Is `alias this` a mistake?

tsbockman thomas.bockman at gmail.com
Sat Aug 7 00:34:14 UTC 2021


On Thursday, 5 August 2021 at 17:24:56 UTC, IGotD- wrote:
> I never understood the benefit of structs are value types. In 
> what use case would you like to pass the value of a struct 
> rather than a reference. The struct will be copied on the stack 
> which is inefficient so in 99% of the cases you would like to 
> use the reference, especially when the parameter is const. If 
> you need a copy the called function could be responsible for 
> that.
>
> Could someone explain the benefit of this "glorified int".

(0) Small structs with one or two small, simple data members can 
usually be passed in via registers, just like basic types (`int`, 
`float`, pointers, etc.). This enables efficient custom number, 
pointer, slice, enum, bit flag, etc. types.

For example, on x86-64 `Complex`, below, is passed to `f` in 
registers:
```D
struct Complex {
     float r, i;
}

float f(const(Complex) x) {
     return x.r * x.i;
}

```

(1) Forcing all custom aggregate types to be reference types 
causes aggregate composition to introduce pointless additional 
indirections, and seriously complicates initialization.

For example, suppose we want to make a third type by composing 
these two:
```D
struct A {
     int x;
}
struct B {
     int y;
}
```

If `A` and `B` are value types, it looks like this:
```D
struct C {
     A a = A(3);
     B b = B(7);
}
```
The default value can be pre-computed at compile time, and 
initialization is just a blit of `C.init` into the target 
address. Each instance of `C` requires 8 bytes.

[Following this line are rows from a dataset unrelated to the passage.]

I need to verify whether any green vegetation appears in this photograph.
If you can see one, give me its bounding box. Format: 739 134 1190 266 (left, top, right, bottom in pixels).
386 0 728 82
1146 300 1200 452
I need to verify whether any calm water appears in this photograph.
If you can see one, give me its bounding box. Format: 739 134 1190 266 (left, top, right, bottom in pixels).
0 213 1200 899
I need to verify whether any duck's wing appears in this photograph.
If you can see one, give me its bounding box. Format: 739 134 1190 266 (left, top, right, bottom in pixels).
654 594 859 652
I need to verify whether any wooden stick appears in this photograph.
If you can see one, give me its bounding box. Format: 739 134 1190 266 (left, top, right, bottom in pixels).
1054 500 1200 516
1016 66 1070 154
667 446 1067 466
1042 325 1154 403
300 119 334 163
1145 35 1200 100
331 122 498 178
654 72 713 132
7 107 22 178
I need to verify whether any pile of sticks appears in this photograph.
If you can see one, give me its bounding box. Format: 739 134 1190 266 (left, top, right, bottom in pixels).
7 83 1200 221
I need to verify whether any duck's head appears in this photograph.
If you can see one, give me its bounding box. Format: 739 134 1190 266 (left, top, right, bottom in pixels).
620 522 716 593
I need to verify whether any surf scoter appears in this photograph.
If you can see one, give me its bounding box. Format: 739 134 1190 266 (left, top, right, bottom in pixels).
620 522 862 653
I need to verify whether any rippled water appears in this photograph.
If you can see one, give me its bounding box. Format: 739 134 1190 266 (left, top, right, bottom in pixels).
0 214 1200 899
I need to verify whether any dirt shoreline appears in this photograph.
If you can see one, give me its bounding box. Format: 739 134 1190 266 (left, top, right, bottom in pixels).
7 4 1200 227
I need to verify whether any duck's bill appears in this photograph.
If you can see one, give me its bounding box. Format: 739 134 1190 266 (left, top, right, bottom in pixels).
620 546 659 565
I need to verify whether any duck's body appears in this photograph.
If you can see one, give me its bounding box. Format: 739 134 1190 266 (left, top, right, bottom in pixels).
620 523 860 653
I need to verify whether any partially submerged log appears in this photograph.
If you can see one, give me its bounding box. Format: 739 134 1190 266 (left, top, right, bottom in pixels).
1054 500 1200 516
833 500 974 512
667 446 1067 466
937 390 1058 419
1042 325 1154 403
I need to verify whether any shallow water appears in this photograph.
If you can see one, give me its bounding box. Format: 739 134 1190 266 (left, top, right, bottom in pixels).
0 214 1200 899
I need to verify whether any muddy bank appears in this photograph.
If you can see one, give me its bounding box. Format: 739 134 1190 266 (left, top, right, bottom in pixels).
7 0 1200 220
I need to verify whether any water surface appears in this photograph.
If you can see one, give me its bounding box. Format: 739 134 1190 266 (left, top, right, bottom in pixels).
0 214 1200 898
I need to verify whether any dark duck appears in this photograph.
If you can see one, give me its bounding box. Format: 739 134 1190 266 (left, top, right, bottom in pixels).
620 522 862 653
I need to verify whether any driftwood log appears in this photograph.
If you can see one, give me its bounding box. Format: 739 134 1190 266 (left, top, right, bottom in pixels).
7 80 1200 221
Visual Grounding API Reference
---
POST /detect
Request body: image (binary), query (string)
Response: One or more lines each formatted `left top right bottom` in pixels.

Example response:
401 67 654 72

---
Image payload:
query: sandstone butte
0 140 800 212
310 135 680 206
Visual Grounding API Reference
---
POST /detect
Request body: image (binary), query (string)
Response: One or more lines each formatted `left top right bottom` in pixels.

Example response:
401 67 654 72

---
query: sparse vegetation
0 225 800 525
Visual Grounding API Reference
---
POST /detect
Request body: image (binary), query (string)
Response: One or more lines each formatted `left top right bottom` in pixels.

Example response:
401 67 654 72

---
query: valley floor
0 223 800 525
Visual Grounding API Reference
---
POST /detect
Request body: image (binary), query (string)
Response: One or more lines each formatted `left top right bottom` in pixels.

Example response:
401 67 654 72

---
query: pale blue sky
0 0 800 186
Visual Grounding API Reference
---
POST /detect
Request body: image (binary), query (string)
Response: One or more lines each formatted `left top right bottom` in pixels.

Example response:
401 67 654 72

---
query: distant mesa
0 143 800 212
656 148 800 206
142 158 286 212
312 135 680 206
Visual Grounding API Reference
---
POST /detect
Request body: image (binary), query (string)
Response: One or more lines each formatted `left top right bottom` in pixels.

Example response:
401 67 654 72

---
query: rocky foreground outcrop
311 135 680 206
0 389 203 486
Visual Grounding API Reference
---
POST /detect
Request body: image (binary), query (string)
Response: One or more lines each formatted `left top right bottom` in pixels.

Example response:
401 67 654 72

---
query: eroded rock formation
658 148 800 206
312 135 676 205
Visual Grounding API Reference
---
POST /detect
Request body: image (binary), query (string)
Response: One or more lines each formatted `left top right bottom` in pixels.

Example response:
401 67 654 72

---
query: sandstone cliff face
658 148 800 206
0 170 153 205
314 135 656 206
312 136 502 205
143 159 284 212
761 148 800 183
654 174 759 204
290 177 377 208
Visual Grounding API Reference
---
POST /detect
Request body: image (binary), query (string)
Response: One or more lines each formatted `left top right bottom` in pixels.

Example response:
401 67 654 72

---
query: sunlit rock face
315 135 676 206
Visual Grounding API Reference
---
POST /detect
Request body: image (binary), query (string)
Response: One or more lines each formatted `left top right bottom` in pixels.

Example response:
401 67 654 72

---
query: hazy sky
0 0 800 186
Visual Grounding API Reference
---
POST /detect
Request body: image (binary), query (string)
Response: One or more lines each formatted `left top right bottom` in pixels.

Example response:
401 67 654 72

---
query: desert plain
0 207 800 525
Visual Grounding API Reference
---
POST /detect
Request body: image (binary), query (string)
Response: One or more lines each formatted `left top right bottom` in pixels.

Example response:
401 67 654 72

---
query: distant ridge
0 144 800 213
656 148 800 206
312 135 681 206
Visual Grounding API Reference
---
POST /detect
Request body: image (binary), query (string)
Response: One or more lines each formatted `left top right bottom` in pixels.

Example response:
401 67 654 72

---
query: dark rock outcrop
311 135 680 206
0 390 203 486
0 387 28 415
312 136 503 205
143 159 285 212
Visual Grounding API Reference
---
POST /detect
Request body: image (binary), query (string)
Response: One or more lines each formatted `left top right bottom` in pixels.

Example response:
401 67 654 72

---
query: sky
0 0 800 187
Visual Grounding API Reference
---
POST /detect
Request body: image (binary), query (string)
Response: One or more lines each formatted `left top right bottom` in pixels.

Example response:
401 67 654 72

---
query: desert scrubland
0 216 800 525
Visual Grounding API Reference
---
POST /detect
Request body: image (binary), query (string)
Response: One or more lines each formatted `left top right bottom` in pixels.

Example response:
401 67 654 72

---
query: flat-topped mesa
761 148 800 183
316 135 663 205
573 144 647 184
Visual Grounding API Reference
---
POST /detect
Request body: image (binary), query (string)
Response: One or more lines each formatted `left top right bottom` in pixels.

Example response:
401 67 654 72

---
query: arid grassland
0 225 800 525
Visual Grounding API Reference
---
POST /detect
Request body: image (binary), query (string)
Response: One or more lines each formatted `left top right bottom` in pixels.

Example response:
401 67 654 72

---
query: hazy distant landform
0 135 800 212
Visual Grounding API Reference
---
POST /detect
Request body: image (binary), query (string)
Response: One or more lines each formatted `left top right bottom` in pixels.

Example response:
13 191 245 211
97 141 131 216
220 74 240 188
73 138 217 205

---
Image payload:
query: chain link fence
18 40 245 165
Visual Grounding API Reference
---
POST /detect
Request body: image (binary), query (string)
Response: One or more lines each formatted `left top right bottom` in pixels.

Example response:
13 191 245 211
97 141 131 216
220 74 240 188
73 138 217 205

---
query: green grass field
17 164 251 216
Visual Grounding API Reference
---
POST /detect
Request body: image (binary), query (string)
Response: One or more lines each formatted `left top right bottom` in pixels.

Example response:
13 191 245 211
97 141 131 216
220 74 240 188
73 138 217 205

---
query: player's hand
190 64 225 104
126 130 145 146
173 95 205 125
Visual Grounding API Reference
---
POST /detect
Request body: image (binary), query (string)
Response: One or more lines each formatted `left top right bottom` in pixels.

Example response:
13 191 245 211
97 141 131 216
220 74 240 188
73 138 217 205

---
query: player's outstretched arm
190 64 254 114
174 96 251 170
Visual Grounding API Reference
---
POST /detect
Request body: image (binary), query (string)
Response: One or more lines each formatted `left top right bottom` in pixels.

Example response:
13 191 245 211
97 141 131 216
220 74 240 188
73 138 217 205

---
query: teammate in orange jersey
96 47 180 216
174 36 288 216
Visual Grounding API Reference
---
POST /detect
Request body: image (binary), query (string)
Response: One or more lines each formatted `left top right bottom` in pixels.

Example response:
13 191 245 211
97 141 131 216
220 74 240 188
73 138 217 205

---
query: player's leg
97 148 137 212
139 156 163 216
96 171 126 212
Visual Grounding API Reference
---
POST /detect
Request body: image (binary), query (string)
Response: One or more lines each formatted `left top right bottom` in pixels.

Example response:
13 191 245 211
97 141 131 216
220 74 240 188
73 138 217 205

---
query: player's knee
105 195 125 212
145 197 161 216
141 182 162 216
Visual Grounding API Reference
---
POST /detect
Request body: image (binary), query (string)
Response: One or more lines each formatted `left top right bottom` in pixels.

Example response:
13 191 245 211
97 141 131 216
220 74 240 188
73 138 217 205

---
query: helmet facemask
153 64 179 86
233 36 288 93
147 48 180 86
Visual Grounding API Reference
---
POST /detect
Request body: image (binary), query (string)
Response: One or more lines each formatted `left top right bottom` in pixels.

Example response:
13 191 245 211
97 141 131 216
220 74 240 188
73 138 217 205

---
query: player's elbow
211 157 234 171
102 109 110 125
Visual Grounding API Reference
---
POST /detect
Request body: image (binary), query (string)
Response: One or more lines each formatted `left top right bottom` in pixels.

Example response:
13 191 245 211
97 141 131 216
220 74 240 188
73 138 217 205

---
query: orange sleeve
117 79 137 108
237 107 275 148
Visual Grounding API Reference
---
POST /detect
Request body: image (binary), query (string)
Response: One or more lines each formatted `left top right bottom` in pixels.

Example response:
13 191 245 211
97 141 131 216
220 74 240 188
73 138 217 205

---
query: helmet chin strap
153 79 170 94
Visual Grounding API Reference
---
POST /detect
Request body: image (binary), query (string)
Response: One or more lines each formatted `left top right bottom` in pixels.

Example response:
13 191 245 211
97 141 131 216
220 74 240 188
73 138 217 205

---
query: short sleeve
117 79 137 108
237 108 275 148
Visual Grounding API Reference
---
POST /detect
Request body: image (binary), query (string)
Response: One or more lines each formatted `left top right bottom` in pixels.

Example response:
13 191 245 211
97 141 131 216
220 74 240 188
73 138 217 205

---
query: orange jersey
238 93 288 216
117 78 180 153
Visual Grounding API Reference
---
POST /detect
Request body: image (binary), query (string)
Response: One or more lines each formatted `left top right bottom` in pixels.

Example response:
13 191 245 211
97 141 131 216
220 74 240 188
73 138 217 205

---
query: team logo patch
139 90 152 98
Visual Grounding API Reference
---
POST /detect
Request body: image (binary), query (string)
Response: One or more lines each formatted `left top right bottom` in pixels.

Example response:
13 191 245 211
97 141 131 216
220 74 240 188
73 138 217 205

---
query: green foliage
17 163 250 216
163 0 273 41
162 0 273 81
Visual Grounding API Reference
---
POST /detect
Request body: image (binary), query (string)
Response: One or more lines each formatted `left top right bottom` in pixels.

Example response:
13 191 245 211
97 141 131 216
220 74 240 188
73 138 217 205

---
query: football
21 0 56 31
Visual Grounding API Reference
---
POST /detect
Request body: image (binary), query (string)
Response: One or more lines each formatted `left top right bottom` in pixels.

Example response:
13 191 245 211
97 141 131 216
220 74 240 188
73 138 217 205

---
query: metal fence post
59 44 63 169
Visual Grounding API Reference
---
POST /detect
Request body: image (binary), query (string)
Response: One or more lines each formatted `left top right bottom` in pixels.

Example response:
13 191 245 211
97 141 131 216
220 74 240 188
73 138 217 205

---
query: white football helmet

But, if `A` and `B` were reference types, it would look like this:
```D
struct C {
     A a = null;
     B b = null;

     this() {
         a = new A(3);
         b = new B(7);
     }
}
```
Initialization now requires two allocations, and each instance of 
`C` requires 16 bytes + at least 4 bytes for the `new A` and at 
least 4 bytes for the `new B`. I say "at least" 4 bytes because 
the true minimum heap allocation size for a general-purpose 
allocator is usually around 16 bytes, and there is some 
non-trivial overhead for the allocator's internal book-keeping, 
too.

(2) The fact that `class` values exist, but have no formal type 
in D, requires tons of special code to handle them correctly in 
certain low-level meta-programming tasks. I'm seriously 
considering banning `class` from my current project entirely so 
that I can simplify my custom memory management scheme.